Nee, eher nicht, aber mit >=nvidia-drivers-440.82-r1

sollte es klappen. (stable =nvidia-drivers-440.82 ist mit dem neuen OpenCL Kram noch nicht kompatibel).

Falls du das Update machst, dann beachte nach dem deinstallieren von app-eselect/eselect-opencl bitte auch den Rat aus https://www.gentoo.org/support/news-items/2020-04-22-opencl-upgrade-file-collisions.html

Und, beachte das für funktionierendes OpenCL mit nvidia-drivers das uvm.ko Modul benötigt wird -- das bekommst du indem das nvidia-drivers Paket mit USE=uvm gebaut wird.

----------

## Erdie

Danke, das wars. Der merge läuft gerade. Wie ist das mit dem opencl, kann ich das irgendwie sinnvoll nutzen? Ich verwende ab und zu kdenlive und das ist beim rendern sehr langsam. Soweit ist verstanden habe, gibt es da auch keine opencl Unterstützung.
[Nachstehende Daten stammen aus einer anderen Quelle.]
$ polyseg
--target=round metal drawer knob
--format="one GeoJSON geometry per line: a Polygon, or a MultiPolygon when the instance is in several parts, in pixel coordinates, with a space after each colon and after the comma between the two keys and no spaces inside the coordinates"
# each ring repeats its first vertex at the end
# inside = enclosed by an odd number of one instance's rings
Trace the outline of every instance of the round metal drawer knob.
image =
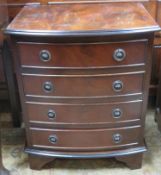
{"type": "Polygon", "coordinates": [[[122,110],[120,108],[115,108],[112,110],[112,116],[114,118],[120,118],[122,116],[122,110]]]}
{"type": "Polygon", "coordinates": [[[43,89],[45,92],[52,92],[53,91],[53,84],[51,82],[45,82],[43,84],[43,89]]]}
{"type": "Polygon", "coordinates": [[[113,90],[115,92],[122,91],[122,89],[123,89],[123,82],[120,81],[120,80],[116,80],[116,81],[113,82],[112,87],[113,87],[113,90]]]}
{"type": "Polygon", "coordinates": [[[113,53],[114,60],[120,62],[123,61],[126,57],[126,52],[123,49],[116,49],[113,53]]]}
{"type": "Polygon", "coordinates": [[[121,134],[114,134],[113,135],[113,141],[115,142],[115,143],[120,143],[121,141],[122,141],[122,136],[121,136],[121,134]]]}
{"type": "Polygon", "coordinates": [[[48,117],[49,119],[54,119],[56,117],[56,113],[53,110],[48,110],[48,117]]]}
{"type": "Polygon", "coordinates": [[[48,139],[49,139],[49,142],[52,144],[56,144],[58,141],[58,138],[56,135],[50,135],[48,139]]]}
{"type": "Polygon", "coordinates": [[[51,54],[48,50],[40,51],[40,60],[43,62],[48,62],[51,59],[51,54]]]}

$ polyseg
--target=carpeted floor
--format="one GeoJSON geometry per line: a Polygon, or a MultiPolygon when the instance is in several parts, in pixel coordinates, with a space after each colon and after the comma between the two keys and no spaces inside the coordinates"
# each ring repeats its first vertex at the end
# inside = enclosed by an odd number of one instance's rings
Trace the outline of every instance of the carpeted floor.
{"type": "MultiPolygon", "coordinates": [[[[0,117],[6,123],[10,120],[7,113],[2,113],[0,117]]],[[[24,130],[9,128],[2,132],[3,162],[11,175],[161,175],[161,133],[154,122],[153,110],[149,110],[146,117],[145,138],[148,151],[144,154],[142,168],[138,170],[129,170],[115,159],[57,159],[47,169],[33,171],[29,168],[28,157],[23,152],[24,130]]]]}

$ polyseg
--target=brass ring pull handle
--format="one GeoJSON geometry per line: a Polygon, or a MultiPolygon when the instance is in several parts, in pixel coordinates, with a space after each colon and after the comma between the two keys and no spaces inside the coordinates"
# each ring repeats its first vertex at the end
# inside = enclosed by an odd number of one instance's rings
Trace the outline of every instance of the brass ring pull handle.
{"type": "Polygon", "coordinates": [[[113,109],[112,110],[112,116],[113,116],[113,118],[116,118],[116,119],[121,118],[122,110],[120,108],[113,109]]]}
{"type": "Polygon", "coordinates": [[[56,135],[50,135],[48,139],[49,139],[49,142],[52,144],[56,144],[58,141],[58,138],[56,135]]]}
{"type": "Polygon", "coordinates": [[[114,134],[114,135],[113,135],[113,141],[114,141],[115,143],[120,143],[120,142],[122,141],[122,136],[121,136],[121,134],[119,134],[119,133],[114,134]]]}
{"type": "Polygon", "coordinates": [[[126,57],[126,52],[123,49],[116,49],[113,53],[113,58],[115,61],[123,61],[126,57]]]}
{"type": "Polygon", "coordinates": [[[116,80],[113,82],[112,87],[115,92],[120,92],[123,89],[123,82],[121,80],[116,80]]]}
{"type": "Polygon", "coordinates": [[[48,110],[48,118],[49,118],[49,119],[55,119],[55,117],[56,117],[55,111],[49,109],[49,110],[48,110]]]}
{"type": "Polygon", "coordinates": [[[51,53],[48,50],[40,51],[40,60],[43,62],[48,62],[51,59],[51,53]]]}
{"type": "Polygon", "coordinates": [[[53,84],[52,84],[51,82],[46,81],[46,82],[43,84],[43,90],[44,90],[45,92],[52,92],[53,89],[54,89],[54,87],[53,87],[53,84]]]}

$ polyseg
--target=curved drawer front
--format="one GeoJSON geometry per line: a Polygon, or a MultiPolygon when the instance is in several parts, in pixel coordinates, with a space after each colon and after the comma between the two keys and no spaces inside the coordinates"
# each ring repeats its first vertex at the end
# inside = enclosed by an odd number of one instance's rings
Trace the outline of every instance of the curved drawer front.
{"type": "Polygon", "coordinates": [[[28,102],[30,123],[41,124],[108,124],[140,119],[142,101],[115,104],[41,104],[28,102]]]}
{"type": "Polygon", "coordinates": [[[108,44],[18,43],[18,48],[22,66],[89,68],[142,64],[146,44],[146,40],[108,44]]]}
{"type": "Polygon", "coordinates": [[[30,128],[31,146],[56,150],[94,150],[137,145],[140,126],[119,129],[48,130],[30,128]]]}
{"type": "Polygon", "coordinates": [[[23,77],[23,84],[27,96],[115,96],[141,93],[143,76],[144,74],[81,77],[27,75],[23,77]]]}

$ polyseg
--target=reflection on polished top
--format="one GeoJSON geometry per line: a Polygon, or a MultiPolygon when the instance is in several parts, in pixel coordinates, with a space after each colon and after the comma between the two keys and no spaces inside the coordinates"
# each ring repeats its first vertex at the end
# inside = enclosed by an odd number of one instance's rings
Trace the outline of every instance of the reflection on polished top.
{"type": "Polygon", "coordinates": [[[26,6],[7,33],[85,34],[156,31],[159,26],[140,3],[65,3],[26,6]]]}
Es ist vielleicht hier off-topic aber ich erlaube mir mal zu fragen: Wer oder was profitiert denn davon?

----------

## flammenflitzer

Da gucke ich mit meiner GeForce GTX 560 Ti dumm aus der Wäsche. Der letzte unterstützte Treiber ist x11-drivers/nvidia-drivers-391.0.0. Ich kann also die Abhängigkeiten nicht auflösen.  :Sad: 

----------

## Josef.95

 *flammenflitzer wrote:*   

> Da gucke ich mit meiner GeForce GTX 560 Ti dumm aus der Wäsche. Der letzte unterstützte Treiber ist x11-drivers/nvidia-drivers-391.0.0. Ich kann also die Abhängigkeiten nicht auflösen. :(

 

Sollte mit der =x11-drivers/nvidia-drivers-390.132-r2 Version gehen. Setze für diese Version aber bitte USE=-libglvnd global in der make.conf

(libglvnd wird von dieser Treiberversion nicht wirklich unterstützt, daher disable das Flag am besten. Sollte aber dennoch mit dem altbewährten eselect-opengl noch fein funktionieren -- siehe dazu auch im Bug 713546

----------

## flammenflitzer

Ist bei mir eingetragen.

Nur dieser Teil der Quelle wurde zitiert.